4. How’s Your Drink? – Eric Felten: Now on to the modern drinks. How’s Your Drink is by Eric Felten, who writes a column of the same name for the Wall Street Journal. This book is a great informational resource on the culture and history of cocktails. It is easy to read, as it reads like a non-fiction book rather than a collection of recipes (although there are 50 recipes included) and the voice is modern and engaging. Felton takes classic cocktail recipes and delves into their history, providing you with the story of each drink. He also gives pointers on making the drinks, including variations and modernizations. It’s worth it just for the section on the Martini, perhaps one of the drinks subject to the most argument about to create one. This books breaks down the history and the controversy so you understand what everyone’s arguing about.

5. The Art of the Bar – Jeff Hollinger and Rob Schwartz: The Art of the Bar is by the bartenders of Absinthe, in San Francisco—one of the earlier bars to bring back classic and near-forgotten cocktails, at least on the West Coast. The Art of the Bar is a great book for the beginner, because it is just so easy to read. It’s visually appealing with lots of clearly defined short sections, pictures, and well-marked sidebars. You can easily page through to find a section you want, and you can read through it quickly. I would highly recommend this as a beginning book just for the highly palatable nature of the way the information is presented.

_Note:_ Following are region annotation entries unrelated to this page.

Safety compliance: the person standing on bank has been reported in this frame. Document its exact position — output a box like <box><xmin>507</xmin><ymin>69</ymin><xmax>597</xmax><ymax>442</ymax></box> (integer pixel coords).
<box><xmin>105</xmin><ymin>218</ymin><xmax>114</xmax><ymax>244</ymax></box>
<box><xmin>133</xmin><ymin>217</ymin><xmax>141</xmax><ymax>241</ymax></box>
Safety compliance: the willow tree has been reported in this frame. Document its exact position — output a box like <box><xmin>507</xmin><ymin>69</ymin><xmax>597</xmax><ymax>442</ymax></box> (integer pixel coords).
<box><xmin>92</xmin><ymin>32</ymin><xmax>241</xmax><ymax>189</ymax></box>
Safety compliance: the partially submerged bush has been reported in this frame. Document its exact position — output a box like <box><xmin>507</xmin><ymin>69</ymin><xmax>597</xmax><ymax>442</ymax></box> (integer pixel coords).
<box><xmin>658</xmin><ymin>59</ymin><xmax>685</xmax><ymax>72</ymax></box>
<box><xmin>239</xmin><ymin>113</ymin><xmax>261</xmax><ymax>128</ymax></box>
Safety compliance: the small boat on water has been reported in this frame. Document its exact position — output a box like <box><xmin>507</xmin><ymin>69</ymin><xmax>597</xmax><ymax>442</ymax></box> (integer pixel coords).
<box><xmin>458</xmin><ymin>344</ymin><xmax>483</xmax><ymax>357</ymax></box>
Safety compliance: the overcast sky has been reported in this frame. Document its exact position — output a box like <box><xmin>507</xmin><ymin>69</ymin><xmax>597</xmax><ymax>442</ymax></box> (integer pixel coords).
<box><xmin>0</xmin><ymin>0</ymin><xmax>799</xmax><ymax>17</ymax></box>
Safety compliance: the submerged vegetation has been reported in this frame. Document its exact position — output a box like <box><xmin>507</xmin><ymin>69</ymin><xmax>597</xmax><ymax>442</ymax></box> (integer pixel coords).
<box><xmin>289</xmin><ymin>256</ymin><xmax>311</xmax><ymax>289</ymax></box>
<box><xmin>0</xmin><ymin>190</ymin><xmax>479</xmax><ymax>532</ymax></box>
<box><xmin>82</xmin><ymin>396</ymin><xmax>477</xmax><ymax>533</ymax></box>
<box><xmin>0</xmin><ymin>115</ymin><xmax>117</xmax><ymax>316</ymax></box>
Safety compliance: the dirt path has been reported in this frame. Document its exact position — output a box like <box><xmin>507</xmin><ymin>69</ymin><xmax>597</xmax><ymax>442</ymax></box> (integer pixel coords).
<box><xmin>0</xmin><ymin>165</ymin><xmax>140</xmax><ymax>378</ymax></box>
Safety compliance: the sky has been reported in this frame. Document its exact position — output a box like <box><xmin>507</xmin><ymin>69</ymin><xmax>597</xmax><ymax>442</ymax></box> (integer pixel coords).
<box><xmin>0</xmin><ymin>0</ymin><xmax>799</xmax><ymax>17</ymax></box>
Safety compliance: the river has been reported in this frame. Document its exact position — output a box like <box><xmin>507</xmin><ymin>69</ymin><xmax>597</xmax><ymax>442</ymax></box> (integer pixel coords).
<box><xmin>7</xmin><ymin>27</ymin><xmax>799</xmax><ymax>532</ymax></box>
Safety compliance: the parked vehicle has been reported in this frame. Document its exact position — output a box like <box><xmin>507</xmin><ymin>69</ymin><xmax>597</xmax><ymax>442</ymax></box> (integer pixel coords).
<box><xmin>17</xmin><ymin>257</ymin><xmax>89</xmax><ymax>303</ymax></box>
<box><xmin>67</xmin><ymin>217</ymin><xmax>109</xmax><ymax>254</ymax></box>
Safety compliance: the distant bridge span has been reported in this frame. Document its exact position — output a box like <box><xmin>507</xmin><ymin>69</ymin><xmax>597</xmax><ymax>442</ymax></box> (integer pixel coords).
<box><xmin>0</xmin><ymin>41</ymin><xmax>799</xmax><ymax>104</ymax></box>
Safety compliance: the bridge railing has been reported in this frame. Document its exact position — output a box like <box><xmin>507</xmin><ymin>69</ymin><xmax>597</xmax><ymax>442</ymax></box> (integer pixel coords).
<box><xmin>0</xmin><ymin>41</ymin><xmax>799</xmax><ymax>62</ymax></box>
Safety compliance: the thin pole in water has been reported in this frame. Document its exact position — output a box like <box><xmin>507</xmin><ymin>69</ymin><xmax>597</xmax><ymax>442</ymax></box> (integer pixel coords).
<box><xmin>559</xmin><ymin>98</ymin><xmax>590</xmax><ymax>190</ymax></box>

6. The Craft of the Cocktail – Dale DeGroff: The Craft of the Cocktail is by Dale DeGroff, who is one of the forerunners in bringing back cocktail enthusiasm. For those in the know, DeGroff is one of the most respected mixologists alive today. He is also a prolific teacher of the art of creating cocktails and this book passes on a lot of knowledge from one of the masters. It’s a fairly comprehensive book and easily accessible even for a beginner.

7. The Joy of Mixology – Gary Regan: This is a huge and comprehensive book, probably best delved into after you have looked into the basics with some other books. Gary Regan is very well-known as an authority and here he combines history, technique, theory and recipes for both beginning and advanced mixologists. If you find you’ve become hooked on cocktails, this book would be a good addition to your library.

8. The Ultimate A to Z Bar Guide – Sharon Tyler Herbst and Ron Herbst: This guide is an encyclopedic compendium of knowledge for those who want to set up their own home bar. It is even helpful enough that some pro bartenders swear by it. The book has recipes for more than 1,000 drinks, each with a picture showing the proper glass to use. It also defines hundreds of cocktail terms so that you are never at a loss to understand what a word means. There are tips for stocking a bar, purchasing glassware, and entertaining as a home bartender. This is a really a great book to use as a reference if you decide you want to become a home mixologist.

9.  Cocktail: The Drinks Bible for the 21st Century – Paul Harrington: Paul Harrington is the creator of Hotwired’s popular cocktail Web site, which is one of the very first websites I ever visited on the Internet back in the crazy 1990s, when the World Wide Web was a new frontier. I was fascinated with what I learned there and it probably paved the way for my real enthusiasm to grow later on. This is basically yet another authoritative guide and makes a good companion to the few listed above. Unfortunately, this book is rather hard to track down now, so it may be a hunt if you decide you want it.

There you have it: nine invaluable volumes. Get reading. Or drinking.